A brief analysis of the published criteria (and by brief I mean scribbling on it with a red pen for 2 minutes) leads me to question whether the framework reflects the features of quality teaching and learning which are strongly suggested by research. Also, there appears to be an ideological slant to the criteria which is not necessarily supported by evidence.  Here are just a few question raised by my back-of-the-envelope evaluation:

  1. ‘Plan and teach well structured lessons’ – Why is a lesson the unit? Why not ‘sequence of lessons’? Is this a remnant of the three-part-lesson focus?
  2. Adapt teaching to respond to the strengths and needs of pupils’ – Does this suggest a ‘personalised learning’ view of differentiation? Why not ‘scaffold learning to ensure all pupils can acquire curriculum knowledge required’?
  3. No reference to retrieval practice. Surely one of the most securely evidenced features of effective teaching?
  4. No reference to other well-evidenced ways to secure knowledge in long-term memory, such as interleaving or spaced practice.
  5. The use of assessment information is mentioned, but no question over the validity or reliability of assessment to ensure that teachers’ inferences about learning lead to ‘appropriate teaching and learning’.

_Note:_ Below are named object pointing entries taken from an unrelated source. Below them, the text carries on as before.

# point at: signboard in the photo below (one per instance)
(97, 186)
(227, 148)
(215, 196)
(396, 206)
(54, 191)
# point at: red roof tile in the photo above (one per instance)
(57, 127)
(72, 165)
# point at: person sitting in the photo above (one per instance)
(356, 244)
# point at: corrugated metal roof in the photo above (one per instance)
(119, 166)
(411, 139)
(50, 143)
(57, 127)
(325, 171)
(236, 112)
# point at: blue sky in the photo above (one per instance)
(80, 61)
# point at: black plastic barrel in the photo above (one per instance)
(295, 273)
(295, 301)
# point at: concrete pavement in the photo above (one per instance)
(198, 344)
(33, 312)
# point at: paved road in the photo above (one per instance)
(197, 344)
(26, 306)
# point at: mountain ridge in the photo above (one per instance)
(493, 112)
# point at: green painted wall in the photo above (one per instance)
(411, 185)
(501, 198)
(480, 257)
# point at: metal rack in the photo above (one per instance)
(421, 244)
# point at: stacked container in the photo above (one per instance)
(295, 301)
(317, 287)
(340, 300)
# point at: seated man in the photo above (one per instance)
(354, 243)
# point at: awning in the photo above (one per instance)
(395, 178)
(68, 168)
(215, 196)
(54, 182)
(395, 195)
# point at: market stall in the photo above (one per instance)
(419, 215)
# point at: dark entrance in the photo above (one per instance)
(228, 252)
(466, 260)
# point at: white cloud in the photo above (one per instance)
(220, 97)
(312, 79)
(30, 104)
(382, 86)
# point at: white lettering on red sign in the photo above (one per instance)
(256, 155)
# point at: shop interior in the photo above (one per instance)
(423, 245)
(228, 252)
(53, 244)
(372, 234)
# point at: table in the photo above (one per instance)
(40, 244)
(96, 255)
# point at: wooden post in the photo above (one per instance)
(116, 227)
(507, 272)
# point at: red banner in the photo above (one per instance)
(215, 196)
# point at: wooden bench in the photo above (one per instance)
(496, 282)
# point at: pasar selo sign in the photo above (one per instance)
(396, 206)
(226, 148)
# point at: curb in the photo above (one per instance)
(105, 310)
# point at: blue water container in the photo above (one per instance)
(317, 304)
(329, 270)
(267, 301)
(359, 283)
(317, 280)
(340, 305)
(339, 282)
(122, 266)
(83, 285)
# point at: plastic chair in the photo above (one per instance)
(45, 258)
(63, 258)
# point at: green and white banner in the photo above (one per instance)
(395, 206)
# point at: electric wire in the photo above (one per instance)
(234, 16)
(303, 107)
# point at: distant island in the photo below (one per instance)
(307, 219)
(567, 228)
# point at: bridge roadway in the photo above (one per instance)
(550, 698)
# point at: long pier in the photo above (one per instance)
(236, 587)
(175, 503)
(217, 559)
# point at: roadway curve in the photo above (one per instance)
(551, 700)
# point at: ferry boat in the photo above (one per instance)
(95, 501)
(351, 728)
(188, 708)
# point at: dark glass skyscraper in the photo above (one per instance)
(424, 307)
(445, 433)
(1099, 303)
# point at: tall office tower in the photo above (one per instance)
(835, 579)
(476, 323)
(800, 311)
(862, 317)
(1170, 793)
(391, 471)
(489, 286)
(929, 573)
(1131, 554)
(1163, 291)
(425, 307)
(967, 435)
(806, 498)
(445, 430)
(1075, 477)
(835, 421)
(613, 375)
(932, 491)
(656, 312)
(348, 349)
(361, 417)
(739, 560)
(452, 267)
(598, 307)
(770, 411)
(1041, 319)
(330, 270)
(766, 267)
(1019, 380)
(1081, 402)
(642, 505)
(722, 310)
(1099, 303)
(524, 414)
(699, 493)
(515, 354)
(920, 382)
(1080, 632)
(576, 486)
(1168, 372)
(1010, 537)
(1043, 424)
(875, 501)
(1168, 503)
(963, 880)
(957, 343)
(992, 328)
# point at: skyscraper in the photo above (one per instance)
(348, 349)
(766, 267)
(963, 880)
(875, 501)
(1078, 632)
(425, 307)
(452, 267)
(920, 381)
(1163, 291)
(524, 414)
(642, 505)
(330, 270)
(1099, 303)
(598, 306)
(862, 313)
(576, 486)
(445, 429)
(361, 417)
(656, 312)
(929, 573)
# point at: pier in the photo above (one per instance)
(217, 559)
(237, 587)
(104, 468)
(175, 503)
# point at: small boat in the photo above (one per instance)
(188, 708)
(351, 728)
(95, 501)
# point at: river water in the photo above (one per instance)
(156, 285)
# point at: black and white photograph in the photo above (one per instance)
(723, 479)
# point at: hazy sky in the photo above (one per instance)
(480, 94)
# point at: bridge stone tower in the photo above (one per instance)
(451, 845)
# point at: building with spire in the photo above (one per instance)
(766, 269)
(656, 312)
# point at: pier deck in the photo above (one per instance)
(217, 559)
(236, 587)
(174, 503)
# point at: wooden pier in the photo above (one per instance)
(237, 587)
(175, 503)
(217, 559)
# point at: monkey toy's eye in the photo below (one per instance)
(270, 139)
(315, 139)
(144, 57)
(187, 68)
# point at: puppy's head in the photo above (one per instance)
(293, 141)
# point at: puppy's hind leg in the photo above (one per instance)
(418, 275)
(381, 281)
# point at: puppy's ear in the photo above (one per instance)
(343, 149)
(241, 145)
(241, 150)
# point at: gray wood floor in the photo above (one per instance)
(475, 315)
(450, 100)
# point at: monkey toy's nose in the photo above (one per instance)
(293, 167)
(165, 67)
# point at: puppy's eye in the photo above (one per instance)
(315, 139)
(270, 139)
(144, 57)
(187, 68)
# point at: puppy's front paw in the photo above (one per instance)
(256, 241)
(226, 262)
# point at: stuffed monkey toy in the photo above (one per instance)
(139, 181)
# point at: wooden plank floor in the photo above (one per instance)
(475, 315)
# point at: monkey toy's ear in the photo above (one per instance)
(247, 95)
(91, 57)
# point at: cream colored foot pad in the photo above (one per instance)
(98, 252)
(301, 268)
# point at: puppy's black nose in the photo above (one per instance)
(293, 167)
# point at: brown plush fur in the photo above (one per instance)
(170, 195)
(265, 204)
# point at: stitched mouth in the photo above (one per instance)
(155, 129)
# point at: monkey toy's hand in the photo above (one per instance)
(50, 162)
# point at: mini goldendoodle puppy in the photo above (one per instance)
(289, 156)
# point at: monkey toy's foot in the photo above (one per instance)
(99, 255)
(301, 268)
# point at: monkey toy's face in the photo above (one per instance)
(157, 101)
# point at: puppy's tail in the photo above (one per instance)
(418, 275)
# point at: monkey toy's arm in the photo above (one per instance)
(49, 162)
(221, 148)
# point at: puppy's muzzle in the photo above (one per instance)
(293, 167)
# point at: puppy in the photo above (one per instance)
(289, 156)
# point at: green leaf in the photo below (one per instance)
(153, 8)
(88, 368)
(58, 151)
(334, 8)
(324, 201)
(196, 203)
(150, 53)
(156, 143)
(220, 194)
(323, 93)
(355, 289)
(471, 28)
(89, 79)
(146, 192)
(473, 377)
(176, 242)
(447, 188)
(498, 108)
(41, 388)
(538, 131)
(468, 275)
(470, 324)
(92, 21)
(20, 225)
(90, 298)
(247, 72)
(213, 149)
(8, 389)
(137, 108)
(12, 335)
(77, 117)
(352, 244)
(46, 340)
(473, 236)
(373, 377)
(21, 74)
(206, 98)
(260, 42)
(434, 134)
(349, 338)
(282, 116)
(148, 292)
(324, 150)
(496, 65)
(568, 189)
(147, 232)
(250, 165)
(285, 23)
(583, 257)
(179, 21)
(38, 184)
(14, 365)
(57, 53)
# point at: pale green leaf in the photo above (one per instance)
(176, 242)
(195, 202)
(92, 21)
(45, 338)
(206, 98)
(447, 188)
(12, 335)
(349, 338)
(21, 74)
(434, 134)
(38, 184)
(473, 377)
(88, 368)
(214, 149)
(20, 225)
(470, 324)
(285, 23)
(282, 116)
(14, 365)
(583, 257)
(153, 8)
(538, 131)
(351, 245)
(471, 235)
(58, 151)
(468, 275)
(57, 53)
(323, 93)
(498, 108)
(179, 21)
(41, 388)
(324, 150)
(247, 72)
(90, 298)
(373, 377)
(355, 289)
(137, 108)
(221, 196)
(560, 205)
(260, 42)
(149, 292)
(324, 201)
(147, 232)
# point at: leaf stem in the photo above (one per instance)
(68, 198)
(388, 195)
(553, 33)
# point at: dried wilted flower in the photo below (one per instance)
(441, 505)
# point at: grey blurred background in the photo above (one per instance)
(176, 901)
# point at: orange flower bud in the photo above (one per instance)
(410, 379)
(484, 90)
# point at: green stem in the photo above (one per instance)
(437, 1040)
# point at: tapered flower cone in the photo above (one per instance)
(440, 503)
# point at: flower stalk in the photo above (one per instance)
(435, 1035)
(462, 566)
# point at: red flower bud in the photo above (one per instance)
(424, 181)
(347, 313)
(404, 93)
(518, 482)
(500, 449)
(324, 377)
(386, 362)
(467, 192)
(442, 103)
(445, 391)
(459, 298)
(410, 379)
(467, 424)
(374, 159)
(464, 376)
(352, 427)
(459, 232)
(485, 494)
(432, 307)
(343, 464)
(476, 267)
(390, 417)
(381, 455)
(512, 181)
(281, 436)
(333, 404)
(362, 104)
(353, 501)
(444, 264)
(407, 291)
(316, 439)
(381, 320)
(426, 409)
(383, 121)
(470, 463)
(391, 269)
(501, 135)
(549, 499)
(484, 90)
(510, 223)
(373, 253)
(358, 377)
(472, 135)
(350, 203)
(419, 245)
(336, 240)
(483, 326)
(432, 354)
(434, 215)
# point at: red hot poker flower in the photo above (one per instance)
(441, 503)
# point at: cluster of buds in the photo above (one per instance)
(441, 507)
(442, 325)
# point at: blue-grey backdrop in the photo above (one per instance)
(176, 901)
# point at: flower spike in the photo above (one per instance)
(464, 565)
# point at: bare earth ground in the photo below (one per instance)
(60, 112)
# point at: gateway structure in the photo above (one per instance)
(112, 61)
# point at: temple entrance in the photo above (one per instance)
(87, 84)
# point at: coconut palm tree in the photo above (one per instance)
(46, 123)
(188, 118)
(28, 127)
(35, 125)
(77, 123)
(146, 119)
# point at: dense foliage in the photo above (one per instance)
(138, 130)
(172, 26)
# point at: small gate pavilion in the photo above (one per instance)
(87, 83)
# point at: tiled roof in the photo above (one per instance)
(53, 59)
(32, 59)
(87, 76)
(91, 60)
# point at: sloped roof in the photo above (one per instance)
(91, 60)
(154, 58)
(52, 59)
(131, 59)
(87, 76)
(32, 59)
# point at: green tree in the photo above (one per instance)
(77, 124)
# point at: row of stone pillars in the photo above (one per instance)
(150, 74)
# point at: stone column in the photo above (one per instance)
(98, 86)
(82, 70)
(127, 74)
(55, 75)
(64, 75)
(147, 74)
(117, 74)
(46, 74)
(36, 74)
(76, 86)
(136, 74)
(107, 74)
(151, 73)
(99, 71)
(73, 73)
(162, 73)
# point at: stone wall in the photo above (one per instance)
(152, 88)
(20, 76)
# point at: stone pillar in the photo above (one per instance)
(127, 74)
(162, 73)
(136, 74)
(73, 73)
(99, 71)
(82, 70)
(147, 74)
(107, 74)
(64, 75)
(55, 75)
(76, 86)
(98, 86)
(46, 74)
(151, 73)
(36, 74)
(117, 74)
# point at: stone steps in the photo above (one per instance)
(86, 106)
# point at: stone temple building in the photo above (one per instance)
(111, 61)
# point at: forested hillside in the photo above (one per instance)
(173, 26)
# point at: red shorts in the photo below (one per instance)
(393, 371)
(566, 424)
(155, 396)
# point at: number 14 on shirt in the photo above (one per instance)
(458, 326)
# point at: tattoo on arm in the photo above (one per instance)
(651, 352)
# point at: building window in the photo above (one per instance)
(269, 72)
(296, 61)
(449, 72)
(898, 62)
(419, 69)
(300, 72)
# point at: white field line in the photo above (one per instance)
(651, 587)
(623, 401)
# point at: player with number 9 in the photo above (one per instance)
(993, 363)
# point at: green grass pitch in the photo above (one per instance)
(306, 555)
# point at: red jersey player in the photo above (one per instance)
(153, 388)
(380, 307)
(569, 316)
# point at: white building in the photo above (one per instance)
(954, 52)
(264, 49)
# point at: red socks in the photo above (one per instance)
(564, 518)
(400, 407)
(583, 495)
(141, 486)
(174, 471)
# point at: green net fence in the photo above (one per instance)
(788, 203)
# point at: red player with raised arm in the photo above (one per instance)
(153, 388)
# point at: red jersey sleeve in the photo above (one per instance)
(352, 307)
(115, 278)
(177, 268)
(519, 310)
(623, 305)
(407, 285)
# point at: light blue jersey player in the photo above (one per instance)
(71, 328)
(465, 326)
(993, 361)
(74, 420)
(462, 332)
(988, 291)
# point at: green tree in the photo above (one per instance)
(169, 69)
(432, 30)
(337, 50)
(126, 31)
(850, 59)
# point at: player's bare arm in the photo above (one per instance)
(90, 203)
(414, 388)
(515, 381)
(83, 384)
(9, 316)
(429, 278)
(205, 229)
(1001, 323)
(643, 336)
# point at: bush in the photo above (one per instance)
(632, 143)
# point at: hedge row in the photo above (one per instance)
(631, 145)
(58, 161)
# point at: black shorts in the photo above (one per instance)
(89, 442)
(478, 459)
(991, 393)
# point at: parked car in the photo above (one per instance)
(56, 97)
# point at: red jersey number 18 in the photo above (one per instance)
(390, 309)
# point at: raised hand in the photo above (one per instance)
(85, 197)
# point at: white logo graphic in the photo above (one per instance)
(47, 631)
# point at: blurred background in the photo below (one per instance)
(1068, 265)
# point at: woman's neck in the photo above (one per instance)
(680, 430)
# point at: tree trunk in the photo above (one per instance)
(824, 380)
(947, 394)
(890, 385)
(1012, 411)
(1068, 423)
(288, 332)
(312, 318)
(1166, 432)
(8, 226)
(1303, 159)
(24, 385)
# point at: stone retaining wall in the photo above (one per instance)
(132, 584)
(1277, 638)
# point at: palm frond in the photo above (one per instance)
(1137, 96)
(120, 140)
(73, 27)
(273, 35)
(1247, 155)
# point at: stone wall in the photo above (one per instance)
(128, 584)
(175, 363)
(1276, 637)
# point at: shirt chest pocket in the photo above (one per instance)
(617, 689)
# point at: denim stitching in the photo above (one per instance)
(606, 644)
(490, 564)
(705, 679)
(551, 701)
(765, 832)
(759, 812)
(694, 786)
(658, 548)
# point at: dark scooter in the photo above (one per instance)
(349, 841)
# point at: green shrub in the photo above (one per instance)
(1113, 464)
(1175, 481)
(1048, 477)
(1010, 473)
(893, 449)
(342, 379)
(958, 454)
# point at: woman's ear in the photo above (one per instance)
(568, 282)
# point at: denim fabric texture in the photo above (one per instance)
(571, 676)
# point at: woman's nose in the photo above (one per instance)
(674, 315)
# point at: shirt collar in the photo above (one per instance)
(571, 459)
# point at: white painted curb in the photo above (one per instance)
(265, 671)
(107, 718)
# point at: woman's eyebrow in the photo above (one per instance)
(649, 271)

I could go on with my critique, but I can’t evaluate these in any depth because the underpinning theory and research base is not explicit. If Ofsted are to improve confidence in their model, and consequently their findings, they must publish the assumptions and evidence upon which these criteria are based.

We should welcome this attempt by Ofsted to find a better way of conducting lesson observations, but this report raises many questions which remain unanswered. The evidence gleaned from lesson observations is given significant weight in Ofsted’s judgement of school standards, but it is far from certain as to whether the inferences drawn from observation are to be trusted.

Given significant questions over the other key sources of evidence, namely exercise books and progress data, Ofsted’s ability to draw reliable conclusions about standards of teaching and learning are highly questionable. Given the limited resources available to the inspectorate, should inspections focus on less time-consuming and more measurable indicators of school effectiveness and leave the nuances of judging standards of teaching and learning to the school?